Öğrenci Araştırma ve Geliştirme Genel Merkezinden arıyorum, ismim Esra.

-Buyurun Esra Hanım!

- …’nın velisiyle mi görüşüyorum?

-Evet, buyurun!

-Efendim biz   Milli Eğitim ve Kültür Bakanlıklarının desteğiyle öğrencimizin dershanede dahil hiçbir yer ve kimseden destek almadan kendi kendine  evde nasıl ders çalışıp kendini geliştireceğine ilişkin araştırma yapıyoruz, öğrenci ailesine her türlü desteği sağlayıp yardımcı oluyoruz…

-Evet!

-Eğer uygun görürseniz bugün istediğiniz uygun bir saatte ailenizi  ziyaret etmek istiyoruz.

- Hanımefendi siz  resmi bir kurum musunuz yoksa özel bir şirket filan mı?

Arayan kişi biraz anlaşılmaz bir ses tonu ve hızıyla bir şeyler söylüyor, ben nasıl olsa akşam öğreniriz deyip davet ediyorum. 

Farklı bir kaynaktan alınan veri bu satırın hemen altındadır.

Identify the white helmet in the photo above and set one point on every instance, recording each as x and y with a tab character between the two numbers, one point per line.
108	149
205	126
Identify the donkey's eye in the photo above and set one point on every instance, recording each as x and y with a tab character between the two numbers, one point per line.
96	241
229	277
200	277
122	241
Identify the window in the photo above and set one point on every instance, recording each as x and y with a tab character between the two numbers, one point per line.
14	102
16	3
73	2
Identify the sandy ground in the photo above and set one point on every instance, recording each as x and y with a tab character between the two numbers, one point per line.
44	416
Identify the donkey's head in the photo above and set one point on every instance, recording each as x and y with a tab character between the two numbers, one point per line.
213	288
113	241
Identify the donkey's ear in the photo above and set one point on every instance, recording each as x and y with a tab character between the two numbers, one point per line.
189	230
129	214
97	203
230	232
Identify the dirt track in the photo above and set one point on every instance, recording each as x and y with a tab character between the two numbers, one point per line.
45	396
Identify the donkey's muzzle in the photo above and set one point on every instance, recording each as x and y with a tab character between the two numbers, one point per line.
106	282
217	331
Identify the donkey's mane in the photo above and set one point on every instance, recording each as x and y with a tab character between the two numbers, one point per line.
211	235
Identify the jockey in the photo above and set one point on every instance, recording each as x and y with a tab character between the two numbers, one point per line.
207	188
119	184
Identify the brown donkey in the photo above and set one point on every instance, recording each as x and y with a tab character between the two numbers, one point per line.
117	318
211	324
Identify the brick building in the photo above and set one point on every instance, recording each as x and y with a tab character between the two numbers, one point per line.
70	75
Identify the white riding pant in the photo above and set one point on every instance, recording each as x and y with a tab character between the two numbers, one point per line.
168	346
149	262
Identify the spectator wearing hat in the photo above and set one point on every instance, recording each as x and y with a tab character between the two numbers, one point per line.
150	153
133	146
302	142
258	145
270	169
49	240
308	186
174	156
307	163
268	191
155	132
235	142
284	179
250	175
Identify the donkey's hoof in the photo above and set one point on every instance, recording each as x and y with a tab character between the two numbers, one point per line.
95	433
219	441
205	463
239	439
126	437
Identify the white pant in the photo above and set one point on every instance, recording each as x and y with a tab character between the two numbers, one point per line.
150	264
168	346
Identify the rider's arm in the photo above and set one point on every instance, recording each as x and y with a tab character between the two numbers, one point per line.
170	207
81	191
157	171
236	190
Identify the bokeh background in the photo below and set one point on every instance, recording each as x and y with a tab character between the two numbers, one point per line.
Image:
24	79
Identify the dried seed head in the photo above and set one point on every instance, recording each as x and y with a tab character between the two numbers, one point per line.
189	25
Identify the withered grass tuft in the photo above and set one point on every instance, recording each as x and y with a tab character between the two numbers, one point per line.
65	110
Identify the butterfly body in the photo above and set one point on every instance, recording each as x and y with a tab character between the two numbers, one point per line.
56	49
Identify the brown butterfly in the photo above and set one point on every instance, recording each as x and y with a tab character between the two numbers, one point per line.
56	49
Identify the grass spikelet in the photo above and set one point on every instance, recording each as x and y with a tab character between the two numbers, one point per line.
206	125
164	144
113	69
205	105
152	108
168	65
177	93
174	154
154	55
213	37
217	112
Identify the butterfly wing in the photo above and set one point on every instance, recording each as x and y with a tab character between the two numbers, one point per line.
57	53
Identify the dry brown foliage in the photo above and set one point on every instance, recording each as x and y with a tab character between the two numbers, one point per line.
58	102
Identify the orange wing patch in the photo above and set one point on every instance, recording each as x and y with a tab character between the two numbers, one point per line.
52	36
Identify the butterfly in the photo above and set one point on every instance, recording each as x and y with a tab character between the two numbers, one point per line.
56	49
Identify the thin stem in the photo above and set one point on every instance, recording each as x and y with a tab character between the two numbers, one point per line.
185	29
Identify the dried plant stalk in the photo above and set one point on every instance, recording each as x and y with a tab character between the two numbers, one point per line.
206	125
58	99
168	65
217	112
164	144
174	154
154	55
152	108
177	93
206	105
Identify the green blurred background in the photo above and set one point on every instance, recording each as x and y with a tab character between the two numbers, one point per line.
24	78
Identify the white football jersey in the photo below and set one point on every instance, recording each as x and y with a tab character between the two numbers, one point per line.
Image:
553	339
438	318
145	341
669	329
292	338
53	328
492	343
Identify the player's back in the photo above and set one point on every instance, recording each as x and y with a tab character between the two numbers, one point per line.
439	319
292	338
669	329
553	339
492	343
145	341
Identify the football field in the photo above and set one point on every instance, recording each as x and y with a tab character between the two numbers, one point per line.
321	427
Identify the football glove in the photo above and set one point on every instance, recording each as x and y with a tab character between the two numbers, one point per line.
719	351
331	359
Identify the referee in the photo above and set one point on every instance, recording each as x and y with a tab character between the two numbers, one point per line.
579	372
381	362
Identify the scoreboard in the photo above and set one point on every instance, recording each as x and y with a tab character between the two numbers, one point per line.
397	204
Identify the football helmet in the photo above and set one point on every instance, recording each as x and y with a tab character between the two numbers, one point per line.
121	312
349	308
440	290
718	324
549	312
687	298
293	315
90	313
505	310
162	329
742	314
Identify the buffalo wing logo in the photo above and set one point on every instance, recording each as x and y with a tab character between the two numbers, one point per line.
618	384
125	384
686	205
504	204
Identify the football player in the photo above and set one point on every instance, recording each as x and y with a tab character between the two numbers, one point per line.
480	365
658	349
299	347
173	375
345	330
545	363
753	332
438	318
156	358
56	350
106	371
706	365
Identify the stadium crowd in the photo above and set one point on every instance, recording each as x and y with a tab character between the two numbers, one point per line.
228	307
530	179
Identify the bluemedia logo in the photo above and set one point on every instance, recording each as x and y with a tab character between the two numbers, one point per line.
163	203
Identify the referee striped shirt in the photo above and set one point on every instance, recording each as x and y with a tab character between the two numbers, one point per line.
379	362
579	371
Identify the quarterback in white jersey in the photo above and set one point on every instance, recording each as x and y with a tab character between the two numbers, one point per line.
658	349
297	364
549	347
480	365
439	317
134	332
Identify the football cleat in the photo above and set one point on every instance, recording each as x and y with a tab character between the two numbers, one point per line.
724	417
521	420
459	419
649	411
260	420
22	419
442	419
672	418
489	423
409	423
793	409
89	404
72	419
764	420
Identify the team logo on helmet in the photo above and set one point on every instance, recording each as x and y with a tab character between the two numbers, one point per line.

- Tamam, 21.00 de bekliyoruz…

Murat hocam sizinle irtibata geçecektir, ilginize teşekkür ederiz.

- Ne demek asıl ben teşekkür ederim.

 

Pek bir şey anlamadım ama “resmi bir kurumdur.” diye düşündüm. Düşündüm düşünmesine de, sonra, devlet bu kadar ilerledi mi gecenin dokuzunda vatandaşının ayağına kadar geliyor?  Diye de şaşırdım. Ama sonra da, ‘olabilir’ dedim “bu kadarı da olamaz gibi görünse de bu dönemde şaşırdığımız çok şey oldu; birçok konuda inanılmaz gelişmeler oldu.”

Bu düşüncemi yeni atanan Milli Eğitim Müdürümüzün beyanı da destekliyordu: “masa başında oturmayacaksınız, aileleri ziyaret edeceksiniz, elbise değil ayakkabı eskiten müdür  istiyorum”

İl Müdürü dediklerini uygulatıyor diye geçirdim içimden.

Sonra bir arkadaşıma anlattım olayı kısaca. Tepkisi  çok netti: “Kapıdan Satıcıdır, dikkat et seni çarpmasın.”

Evet, olabilir… Arkadaşımın bu anlık tepkisi hazırlıksız yakalanmamı önleyecekti akşamki görüşmede…

 Aynı günün akşamı saat tam 21:00, telefonum çalıyor, açıyorum:

-Efendim!

Efendim iyi akşamlar Ben Murat Hoca.  …mı görüşüyorum.

- Evet hocam, buyrun.

Merkezimiz sizden bu saate randevu almış, müsaitseniz ziyaret etmek isteriz.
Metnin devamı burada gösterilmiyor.